With the release of the 1940 US Census on April 2, 2012, genealogists were given a tool that doesn’t come along very often. Every ten years since 1790, the United States has taken a census that enumerates the population. Genealogy and family history were not the purposes of the census, but it contains very valuable genealogical information. The problem is that this information is confidential until 72 years after it was recorded and is not publicly released until that time has passed. Unless you are over 72 years old, you will not find yourself in the census.
Three pieces of information make any record valuable for genealogical research. These pieces are names, places, and dates. The census is valuable because it contains each of these information pieces. There are some limitations, however, on even these bits of data. For instance, until 1850, the census only contained the name of the head of household. Family members were enumerated only by numbers marked in the age range columns showing others in the household. An example would be Charles Flowers listed in the 1830 census in Greene County, Tennessee. Under the broad category, “Free White Males,” there are the number “1” in the columns, “under five years of age” and in “of thirty and under forty”. These would be Charles’ young son and himself. The “1” marked in the “Free White Females—Of twenty and under thirty” would probably be Charles’ wife. The “2” in “Free White Females—under five years of age” and the “1” in “Free White Females—of five and under ten” are his three daughters. The only name we get is Charles Flowers himself. We must analyze the numbers in the age columns and the names in other records to determine who the others are. After 1850, all subsequent censuses listed each family member by name.

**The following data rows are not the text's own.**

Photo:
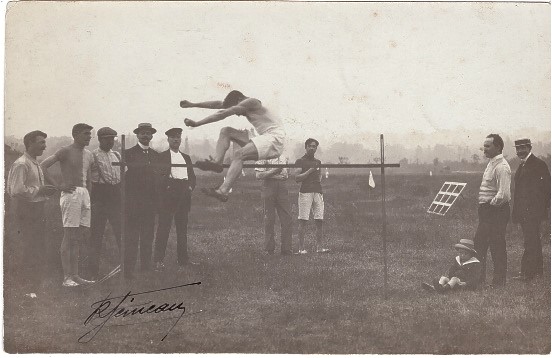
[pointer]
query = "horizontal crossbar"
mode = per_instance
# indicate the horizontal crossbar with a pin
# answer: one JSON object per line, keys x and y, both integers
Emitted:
{"x": 160, "y": 165}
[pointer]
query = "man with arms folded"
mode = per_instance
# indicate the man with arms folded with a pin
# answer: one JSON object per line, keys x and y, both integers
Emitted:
{"x": 105, "y": 196}
{"x": 310, "y": 195}
{"x": 494, "y": 210}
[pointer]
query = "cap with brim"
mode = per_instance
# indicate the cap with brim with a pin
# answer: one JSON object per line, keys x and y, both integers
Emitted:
{"x": 522, "y": 142}
{"x": 145, "y": 126}
{"x": 466, "y": 244}
{"x": 106, "y": 132}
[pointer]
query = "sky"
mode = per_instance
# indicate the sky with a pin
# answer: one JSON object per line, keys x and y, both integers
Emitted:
{"x": 330, "y": 70}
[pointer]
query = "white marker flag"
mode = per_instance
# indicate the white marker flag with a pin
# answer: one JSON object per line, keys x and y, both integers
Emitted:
{"x": 371, "y": 183}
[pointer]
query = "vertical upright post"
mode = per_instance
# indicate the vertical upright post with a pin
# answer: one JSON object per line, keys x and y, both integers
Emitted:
{"x": 122, "y": 168}
{"x": 384, "y": 216}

Another piece of data we must be careful with is the location. Because county lines change over time, what may be a small county in the corner of the state today, may have been a large county that covered a quarter of the state in the year of the census. You may need to consult maps from the period on a website or in a guide such as Map Guide to the U. S. Federal Censuses, 1790-1920 by Thorndale and Dollarhide. For our example this time we will use Charles’ grandson, also named Charles. This time we find Charles Flowers in 1900 living in Francis, Greer Co., Oklahoma. Ten years later in 1910, Charles is living in Erick, Beckham Co., Oklahoma. How far had Charles moved in the ten years between 1900 and 1910? Actually, he had not moved at all. In 1900, Greer Co. was much larger. One of the small towns in Greer in 1900 was Francis near the border of Oklahoma and the Texas panhandle. Charles lived a few miles from Francis. By 1910, The county of Greer had been divided into four counties. Beckham county was created from the northern part of Greer and the southern part of Roger Mills county. The town of Francis was now a ghost town and Charles Flowers and his neighbors had incorporated the area where they settled into the town of Erick, Okla.

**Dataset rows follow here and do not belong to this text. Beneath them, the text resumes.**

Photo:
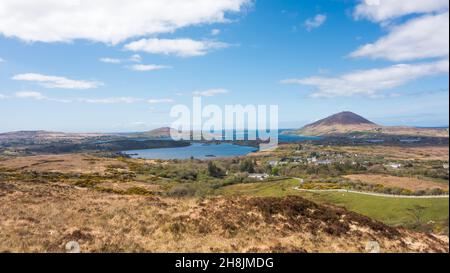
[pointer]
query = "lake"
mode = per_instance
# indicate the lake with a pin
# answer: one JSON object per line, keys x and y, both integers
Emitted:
{"x": 196, "y": 150}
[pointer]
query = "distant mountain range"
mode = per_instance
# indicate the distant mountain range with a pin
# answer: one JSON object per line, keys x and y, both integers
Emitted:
{"x": 341, "y": 124}
{"x": 346, "y": 123}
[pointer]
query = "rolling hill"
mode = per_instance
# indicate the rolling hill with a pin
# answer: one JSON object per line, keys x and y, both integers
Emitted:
{"x": 346, "y": 123}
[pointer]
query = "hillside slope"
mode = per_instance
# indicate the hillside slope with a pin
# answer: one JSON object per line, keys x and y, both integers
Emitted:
{"x": 103, "y": 221}
{"x": 346, "y": 123}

One other fact about the U. S. Censuses must be given to you. If you are trying to locate your ancestor in 1890, you will need extra researching skills and perhaps a little bit of luck. In Jan., 1921 a fire in the Commerce Building in Washington, D. C. almost completely destroyed the original schedules from the 1890 Census. Only about 6000 names from that census survived the fire and water damage. Efforts are being undertaken to compile records that can substitute for the 1890 Census. Some states compiled censuses in 1885, 1892, or 1895, that may prove useful. Other records like city directories, voter registration records, or land records may also provide information to substitute for the destroyed 1890 census.
Names, dates, and places are usually found if you find your ancestor in the census, but there may be other information you may find interesting in the census. Depending on the year of the census, you may also find occupations, birthdates (at least an estimated year), or the value of his property. If you are just beginning the search for your American ancestors, the US Census records are a great place to start.